Wouldn't that infuriate the Dutchman earning the same salary in the same job?
It does.
Especially those trying to compete in the housing market.
And rightly so, by my jaded yet childish sense of justice.
02:10
Bidding against foreigners with a similar job is useless.
But the liberal conservatives want to keep it.
That's certainly not going to improve the general populace's attitude about immigrants.
@Cerberus Orwellian newspeak, that.
@tchrist Exactly.
There has been backlash.
Even informal workers paid in cash here getting to keep it all bugs people who have to pay taxes on everything they make because it all goes through official channels.
Right.
But that's below board; your country's situation is above board!
Out in the open and explicitly permitted.
02:15
So even worse.
People who let themselves be hired for 'gigs' rather than being employed by an organisation also get tax cuts.
This has resulted in a large proportion of the population no longer having permanent contracts, being without labour protection and pensions.
We've seen a lot of that here. It's a terrible thing.
The plutocrats always win, right up until there's a bloody revolution that's even worse.
Smaller employers also win, and high-paid workers may also win.
But especially poor and middling workers lose, and society loses because of the lower tax income.
It bugs people ground up by the gears either of the sausage maker or of the bureaucracy to have no voices in their own fate.
Yeah.
02:20
Oh, Hawaii.
Hawaii: America's Switzerland.
That seems to be the same scale?
Except that Switzerland is a lot bigger.
@Robusto Probate Court
I can't believe that Czechia should be far more expensive than Austria!
@Xanne Yeah, MetaEd pointed that out.
So someone quoted Swift to me, and I didn't recognize the quote.
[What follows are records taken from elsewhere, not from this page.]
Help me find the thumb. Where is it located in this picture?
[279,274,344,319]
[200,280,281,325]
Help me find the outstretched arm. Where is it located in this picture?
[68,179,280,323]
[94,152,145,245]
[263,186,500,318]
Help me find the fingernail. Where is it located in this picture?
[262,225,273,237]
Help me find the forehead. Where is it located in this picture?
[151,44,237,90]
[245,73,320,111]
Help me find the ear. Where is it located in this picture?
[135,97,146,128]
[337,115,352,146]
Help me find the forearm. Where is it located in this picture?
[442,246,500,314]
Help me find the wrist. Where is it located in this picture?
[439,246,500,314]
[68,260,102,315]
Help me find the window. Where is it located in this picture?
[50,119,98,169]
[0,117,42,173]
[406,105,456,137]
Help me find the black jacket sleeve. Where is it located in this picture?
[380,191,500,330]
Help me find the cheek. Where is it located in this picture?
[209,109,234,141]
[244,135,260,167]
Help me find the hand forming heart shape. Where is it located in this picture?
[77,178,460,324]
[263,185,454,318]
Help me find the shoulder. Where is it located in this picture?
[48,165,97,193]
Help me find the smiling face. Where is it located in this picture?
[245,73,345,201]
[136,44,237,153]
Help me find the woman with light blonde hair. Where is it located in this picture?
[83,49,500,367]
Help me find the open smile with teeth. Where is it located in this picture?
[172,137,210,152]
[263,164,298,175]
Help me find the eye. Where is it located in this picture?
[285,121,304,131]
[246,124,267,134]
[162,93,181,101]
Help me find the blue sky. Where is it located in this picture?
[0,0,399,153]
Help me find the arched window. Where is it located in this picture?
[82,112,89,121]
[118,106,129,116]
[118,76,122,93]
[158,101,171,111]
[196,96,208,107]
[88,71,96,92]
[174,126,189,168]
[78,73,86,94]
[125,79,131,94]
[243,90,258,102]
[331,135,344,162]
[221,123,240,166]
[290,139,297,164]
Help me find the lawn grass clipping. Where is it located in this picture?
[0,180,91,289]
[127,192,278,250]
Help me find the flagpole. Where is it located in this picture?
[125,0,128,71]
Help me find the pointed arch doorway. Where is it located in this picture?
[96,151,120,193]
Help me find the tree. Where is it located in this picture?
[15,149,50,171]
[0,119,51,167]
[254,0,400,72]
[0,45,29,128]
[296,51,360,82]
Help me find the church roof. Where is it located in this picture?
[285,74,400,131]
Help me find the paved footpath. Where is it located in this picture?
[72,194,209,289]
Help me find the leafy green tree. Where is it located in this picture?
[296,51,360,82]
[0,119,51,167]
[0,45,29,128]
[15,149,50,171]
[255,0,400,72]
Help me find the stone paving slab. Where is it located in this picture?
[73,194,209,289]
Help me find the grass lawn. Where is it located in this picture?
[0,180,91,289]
Turns out she was talking about Taylor, not Jonathan.
02:24
Ouch.
@Cerberus Vienna is certainly more expensive than Prague to live in.
I will believe that.
Allegedly about 25% more expensive.
Houses in Amsterdam are about €10,000 per m².
That's of course just one data point.
By other measures it about 33% higher. I don't know about out in the country, though. Assuming they still have any countryside left for cows and bison and such.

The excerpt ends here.